How the Catalan referendum was hatched in Elna

A group of volunteers hid the ballot boxes before voting day in attics and car boots

Xavi Tedó
3 min
Les urnes arribant en cotxe a un punt de votació.

Preparations for the 1-O referendum began in the same place where, 80 years ago, 600 babies were born to Spanish Civil War refugees imprisoned in the Argelès-sur-Mer concentration camp. Elna, a small town in Northern Catalonia [the Catalan territory ceded to France by Spain through the signing of the Treaty of the Pyrenees in 1659], was chosen to safeguard the most sought-after prize for the Spanish security forces who have been sent to Catalonia over the last two weeks: the ballot boxes. They were sent from China over three weeks ago. Smart Dragon Ballot Expert, the Chinese company which manufactures boxes like those used by the Catalan government on Sunday, confirmed it had shipped 10,000 boxes to France, though not to Spain. After eight decades, Elna was once more witness to a key event in Catalonia’s history: the ballot boxes for the 1-O referendum were kept in the same place where hundreds of Republican women gave birth in a maternity hospital created by Elisabeth Eidenbenz, a nurse who risked everything to help others. Like Eidenbenz, hundreds of anonymous people have taken great risks in recent months in Catalonia, in this case in order to ensure that on Sunday every polling station was equipped with ballot boxes and voting slips.

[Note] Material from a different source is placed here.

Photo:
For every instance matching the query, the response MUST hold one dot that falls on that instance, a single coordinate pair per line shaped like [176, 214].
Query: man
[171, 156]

An army of anonymous individuals discreetly worked behind the scenes over several days, in order to distribute the election material. Students, workers, OAPs, grandparents, parents and people on the dole managed to keep the whole operation a secret, working in conjunction with the Catalan government to make the vote possible. Some stored the ballot boxes, while others were responsible for distributing them. All without a word to anyone, since they had been sworn to secrecy to avoid attempts by the forces of the Spanish state to stop the referendum from going ahead.

Such precautions meant no information leaked out, thanks to the work of hundreds of individuals who spent recent weeks ensuring that the referendum would become a reality. It was a sizeable organisation, but the key was that, ultimately, no one had access to every detail of the strategy. The mechanism worked like clockwork, with each individual only receiving the precise instructions they needed to play their part.

Every area had a referendum coordinator who was in charge of centralizing and directing the organisation in each municipality. In the case of towns with a pro-independence local government, the individual was chosen by the mayor. The coordinators, who mostly had links to the ANC or government parties —ERC and PDECa, with the support of their youth wings—, contacted trustworthy individuals to safeguard the ballot boxes and other election material, such as envelopes, voting papers and other official documentation. In some municipalities the material was spread among a small group of people so that no one individual could be caught with ballot papers, voting slips and the electoral register, the three essential elements for a vote to take place.

In Elna itself, the material was hidden in several vans two weeks ago. The ballot boxes were delivered to counties across Catalonia several days ago, in some cases by avoiding police check points. It was then necessary to distribute them to each town and village. This is when the riskier and more complex second phase began.

No phone calls or WhatsApp messages

Communication among the volunteers prepared to hide voting slips and ballot boxes was conducted with extreme caution and careful planning. No information was passed on by phone or even in a WhatsApp message. Thousands of individuals downloaded the messaging apps Telegram and Signal, which are more secure, although most of the instructions were relayed in person. Even when information was passed on face to face, those involved turned off their cell phones, in case they were bugged. Everyone went to great lengths not to let slip the smallest detail, since the intelligence services and the thousands of Spanish Police and Guardia Civil officers stationed in Catalonia these days were doing their utmost to prevent the referendum from going ahead.

In most cases, the orders were to keep the ballot boxes under lock and key. The volunteers found all manner of places to hide them, as if they were some sort of treasure: these ranged from attics to storerooms and, in many instances, the boot of their car. The latter was the perfect hiding place for the organizers of the 1-O, particularly as in many cases they used cars which were not the ones they used for work. They also hid the ballot boxes in the boots of cars when the police appeared at the polling stations to confiscate them.

According to those who were involved in this enormous undertaking, they kept their role a secret from family and friends, particularly the fact that they had the ballot boxes in their possession. Those responsible for guarding the ballot boxes left their families in the dark, except for a couple of instances when they told someone in their organisation or political party. "Everything’s being taken care of" was an oft-repeated phrase in the days leading up to the referendum, in an attempt to allay people’s fears. The volunteers’ final mission was to take the ballot boxes to the polling stations. In some cases they did so at dawn, while others waited until just before the polls opened. They did not fail in their duty.